Для меня это было не обременительно. По пути к Рыленкову я заметил буфет в коридоре и понимал, что он недалеко. Он оказался ещё и совершенно пустым – ни одного человека. Буфетчица помогла мне установить тарелки на поднос, и я отправился назад. Балансируя подносом, я открыл дверь номера, поставил тарелки на журнальный столик и получил весьма церемонное приглашение поэта разделить с ним трапезу.

– И я почитаю вам стихи, – сказал он.

Это обещание меня не обрадовало. Но Рыленков отнёсся к нему со всей серьёзностью. Не успели мы выпить по первому полстакана, как поэт, прожевав взятый с бутерброда кусок колбасы, сказал: «Ну, начинаю!» И поднял с дивана лежащие на нём листки бумаги.

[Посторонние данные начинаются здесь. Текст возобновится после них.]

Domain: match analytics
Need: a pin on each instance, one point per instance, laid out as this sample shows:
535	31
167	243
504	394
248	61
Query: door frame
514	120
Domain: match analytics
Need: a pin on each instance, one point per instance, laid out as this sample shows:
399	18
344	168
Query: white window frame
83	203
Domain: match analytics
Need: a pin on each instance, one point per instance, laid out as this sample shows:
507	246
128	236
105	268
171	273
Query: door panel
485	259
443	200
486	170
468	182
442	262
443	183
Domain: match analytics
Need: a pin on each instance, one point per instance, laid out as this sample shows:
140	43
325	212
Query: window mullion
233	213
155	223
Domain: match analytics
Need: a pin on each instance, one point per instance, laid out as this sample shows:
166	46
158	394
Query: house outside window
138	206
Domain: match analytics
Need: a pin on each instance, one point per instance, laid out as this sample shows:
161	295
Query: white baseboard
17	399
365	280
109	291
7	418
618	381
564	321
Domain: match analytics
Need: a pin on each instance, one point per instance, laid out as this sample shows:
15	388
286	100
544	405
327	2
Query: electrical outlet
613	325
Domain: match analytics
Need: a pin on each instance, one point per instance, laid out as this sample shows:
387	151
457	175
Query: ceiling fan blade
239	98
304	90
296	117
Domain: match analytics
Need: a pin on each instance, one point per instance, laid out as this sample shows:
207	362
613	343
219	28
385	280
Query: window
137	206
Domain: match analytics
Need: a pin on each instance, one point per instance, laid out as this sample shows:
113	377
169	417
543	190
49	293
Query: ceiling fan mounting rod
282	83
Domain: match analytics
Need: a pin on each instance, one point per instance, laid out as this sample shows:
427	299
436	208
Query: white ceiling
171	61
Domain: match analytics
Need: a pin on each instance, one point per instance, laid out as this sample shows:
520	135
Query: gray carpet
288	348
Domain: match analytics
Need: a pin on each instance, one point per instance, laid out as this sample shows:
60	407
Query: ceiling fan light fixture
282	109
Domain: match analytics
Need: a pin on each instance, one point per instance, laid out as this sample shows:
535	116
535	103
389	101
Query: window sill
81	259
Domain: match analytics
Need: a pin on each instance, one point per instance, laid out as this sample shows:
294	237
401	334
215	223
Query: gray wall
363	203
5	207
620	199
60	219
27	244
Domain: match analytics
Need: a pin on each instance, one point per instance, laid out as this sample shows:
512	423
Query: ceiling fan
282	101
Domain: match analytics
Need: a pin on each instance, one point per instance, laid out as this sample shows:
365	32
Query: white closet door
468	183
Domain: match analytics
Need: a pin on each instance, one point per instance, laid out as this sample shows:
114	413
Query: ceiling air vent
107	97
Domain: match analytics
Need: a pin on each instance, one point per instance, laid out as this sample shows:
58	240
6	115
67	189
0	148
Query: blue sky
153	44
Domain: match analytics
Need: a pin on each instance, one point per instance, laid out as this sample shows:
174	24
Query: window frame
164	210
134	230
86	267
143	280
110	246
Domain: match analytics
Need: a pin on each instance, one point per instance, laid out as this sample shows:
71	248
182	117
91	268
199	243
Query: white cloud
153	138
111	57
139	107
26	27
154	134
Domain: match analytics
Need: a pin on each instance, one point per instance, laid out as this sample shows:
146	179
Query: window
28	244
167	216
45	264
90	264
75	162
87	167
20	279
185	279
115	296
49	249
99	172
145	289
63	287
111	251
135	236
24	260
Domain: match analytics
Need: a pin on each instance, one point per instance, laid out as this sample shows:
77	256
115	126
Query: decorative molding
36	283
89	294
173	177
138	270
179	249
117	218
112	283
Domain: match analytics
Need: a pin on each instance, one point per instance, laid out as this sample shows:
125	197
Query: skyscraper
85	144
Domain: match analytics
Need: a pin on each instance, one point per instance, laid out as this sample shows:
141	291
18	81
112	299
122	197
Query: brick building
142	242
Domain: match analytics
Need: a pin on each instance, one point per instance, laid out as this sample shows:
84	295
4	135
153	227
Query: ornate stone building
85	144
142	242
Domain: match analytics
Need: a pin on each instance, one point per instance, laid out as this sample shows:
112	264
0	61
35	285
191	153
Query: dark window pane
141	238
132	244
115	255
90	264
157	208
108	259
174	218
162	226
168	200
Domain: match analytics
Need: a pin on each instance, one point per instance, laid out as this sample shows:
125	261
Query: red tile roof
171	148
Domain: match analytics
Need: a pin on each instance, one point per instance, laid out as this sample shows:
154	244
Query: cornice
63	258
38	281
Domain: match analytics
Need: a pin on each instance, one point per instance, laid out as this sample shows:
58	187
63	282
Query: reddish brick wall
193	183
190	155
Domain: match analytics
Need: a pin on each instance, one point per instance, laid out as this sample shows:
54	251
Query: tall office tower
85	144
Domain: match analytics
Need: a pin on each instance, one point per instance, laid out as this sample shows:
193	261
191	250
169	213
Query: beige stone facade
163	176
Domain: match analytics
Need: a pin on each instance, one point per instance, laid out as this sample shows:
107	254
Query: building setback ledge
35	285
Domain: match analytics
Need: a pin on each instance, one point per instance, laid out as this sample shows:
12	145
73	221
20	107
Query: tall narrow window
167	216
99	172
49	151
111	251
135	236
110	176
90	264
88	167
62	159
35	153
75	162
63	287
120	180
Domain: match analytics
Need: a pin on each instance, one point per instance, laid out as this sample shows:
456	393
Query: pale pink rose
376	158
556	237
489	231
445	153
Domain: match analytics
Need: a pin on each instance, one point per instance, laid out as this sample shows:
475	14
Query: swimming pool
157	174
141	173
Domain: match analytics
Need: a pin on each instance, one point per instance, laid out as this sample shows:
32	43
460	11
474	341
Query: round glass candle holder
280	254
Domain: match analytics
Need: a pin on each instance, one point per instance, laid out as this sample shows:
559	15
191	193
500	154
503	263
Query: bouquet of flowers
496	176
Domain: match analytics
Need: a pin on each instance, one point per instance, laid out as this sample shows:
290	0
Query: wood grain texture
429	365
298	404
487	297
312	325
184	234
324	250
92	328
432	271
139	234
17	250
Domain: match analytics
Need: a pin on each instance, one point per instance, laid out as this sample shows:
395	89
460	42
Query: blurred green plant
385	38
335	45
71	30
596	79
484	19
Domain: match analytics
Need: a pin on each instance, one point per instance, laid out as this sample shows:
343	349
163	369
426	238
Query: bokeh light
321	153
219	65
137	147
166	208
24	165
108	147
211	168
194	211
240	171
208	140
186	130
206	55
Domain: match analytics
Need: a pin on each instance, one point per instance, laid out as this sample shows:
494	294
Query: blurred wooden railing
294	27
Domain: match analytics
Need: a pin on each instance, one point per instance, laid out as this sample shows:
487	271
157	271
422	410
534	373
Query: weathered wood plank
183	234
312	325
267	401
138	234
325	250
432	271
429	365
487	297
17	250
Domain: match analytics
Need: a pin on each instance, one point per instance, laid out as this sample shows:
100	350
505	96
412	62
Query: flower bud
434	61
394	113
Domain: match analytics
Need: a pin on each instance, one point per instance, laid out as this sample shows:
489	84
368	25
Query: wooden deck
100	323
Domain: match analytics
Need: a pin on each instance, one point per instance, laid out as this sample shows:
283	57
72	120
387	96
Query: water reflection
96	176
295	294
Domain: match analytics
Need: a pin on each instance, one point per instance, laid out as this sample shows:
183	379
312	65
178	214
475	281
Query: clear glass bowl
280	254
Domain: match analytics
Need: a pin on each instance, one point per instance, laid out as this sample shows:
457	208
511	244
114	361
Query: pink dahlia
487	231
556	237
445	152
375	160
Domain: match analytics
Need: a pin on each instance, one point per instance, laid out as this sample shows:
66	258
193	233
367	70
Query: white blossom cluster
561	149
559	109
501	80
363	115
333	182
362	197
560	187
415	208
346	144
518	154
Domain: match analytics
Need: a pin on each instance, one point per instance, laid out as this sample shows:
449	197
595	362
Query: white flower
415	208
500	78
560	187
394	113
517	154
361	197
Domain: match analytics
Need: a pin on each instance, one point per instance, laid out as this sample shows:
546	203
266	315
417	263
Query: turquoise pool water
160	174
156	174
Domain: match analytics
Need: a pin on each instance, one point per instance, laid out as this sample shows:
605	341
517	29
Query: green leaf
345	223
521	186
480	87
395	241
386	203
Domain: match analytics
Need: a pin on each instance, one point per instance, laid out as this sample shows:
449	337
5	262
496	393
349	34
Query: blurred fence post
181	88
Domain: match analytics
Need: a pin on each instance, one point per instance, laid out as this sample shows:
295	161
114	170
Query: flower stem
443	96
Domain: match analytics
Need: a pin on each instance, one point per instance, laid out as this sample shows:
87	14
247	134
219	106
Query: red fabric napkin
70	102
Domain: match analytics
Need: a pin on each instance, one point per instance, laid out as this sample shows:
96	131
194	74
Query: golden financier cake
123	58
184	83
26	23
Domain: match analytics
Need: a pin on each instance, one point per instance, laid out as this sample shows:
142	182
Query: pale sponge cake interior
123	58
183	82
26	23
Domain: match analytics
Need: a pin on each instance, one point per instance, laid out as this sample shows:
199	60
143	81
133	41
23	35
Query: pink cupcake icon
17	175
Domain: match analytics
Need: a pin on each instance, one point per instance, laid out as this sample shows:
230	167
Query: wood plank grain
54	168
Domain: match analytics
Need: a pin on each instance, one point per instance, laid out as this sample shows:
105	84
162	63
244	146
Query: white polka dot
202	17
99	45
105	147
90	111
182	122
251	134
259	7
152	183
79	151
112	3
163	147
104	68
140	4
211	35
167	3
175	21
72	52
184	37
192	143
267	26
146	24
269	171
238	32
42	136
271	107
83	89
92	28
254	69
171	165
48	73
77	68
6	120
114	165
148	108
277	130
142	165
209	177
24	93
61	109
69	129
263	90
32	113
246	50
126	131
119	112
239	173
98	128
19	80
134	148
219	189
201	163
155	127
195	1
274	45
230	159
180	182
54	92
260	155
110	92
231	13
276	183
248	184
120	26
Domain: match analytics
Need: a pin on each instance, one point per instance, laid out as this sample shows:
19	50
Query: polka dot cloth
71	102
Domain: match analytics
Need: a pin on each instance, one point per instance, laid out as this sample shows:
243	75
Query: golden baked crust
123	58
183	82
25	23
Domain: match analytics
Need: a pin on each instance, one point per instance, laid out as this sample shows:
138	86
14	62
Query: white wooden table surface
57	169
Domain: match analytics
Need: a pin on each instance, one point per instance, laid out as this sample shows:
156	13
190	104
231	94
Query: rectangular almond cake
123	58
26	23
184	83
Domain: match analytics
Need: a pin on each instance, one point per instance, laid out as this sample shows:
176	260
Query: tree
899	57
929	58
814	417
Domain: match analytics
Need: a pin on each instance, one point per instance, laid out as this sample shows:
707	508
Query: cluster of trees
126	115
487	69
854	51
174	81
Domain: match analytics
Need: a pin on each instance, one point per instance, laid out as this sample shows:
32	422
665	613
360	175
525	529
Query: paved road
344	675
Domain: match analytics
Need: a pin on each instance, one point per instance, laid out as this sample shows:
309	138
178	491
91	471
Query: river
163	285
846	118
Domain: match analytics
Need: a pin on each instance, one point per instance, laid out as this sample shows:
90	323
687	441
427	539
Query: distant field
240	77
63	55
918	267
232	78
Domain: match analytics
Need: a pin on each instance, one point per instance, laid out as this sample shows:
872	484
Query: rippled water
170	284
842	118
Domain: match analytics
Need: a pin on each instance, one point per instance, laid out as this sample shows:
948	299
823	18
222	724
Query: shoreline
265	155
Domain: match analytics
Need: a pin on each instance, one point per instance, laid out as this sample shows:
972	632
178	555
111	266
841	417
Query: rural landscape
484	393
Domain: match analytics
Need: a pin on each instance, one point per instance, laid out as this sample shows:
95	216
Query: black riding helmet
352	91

По правде сказать, я вообще не люблю слушать стихи. Из-за слабого слуха я доверяю больше своим глазам, а не ушам. А если стихи мне не нравятся, я вообще их слушаю вполуха, не слишком вникая в смысл.

Рыленков читал, а я думал о своём. Точнее, о нём, о Рыленкове. Сказывался полстакана водки, которую я успел закусить небольшим ломтиком селёдки. Обычно чем больше я выпиваю, тем глубже проникаюсь симпатией к собутыльникам. Жалко мне стало немолодого поэта. «Сколько стихов написал, – думал я. – А останется от них для потомства хотя бы строчка?»

Мерное, ритмичное чтение внезапно оборвалось.

– Как? – спросил Рыленков.

– Здорово! – соврал я.

– Звукопись на «д» и на «т» – это же движение и в то же время отстаивание своей правоты. Оценили?

Конечно, нет. Я никакой звукописи не уловил.

– Ещё бы! – сказал я поэту.

Разливая водку, он, улыбаясь, сообщил: «Да! Мне многие так и говорили: «Коля! Твардовский от зависти руки себе изгрызёт! Ты здесь стоишь вровень с Исаковским!»».

– А можно посмотреть глазами? – спросил я, заедая водку бутербродом.

– Конечно, – великодушно разрешил Рыленков, явно истолковав мою просьбу как лишнее свидетельство восхищения.

Как я и думал, рыленковские знакомые привирали: стихи не дотягивали до Исаковского, не то что до Твардовского. Грамотные, старательные, без какого-либо отпечатка личности автора.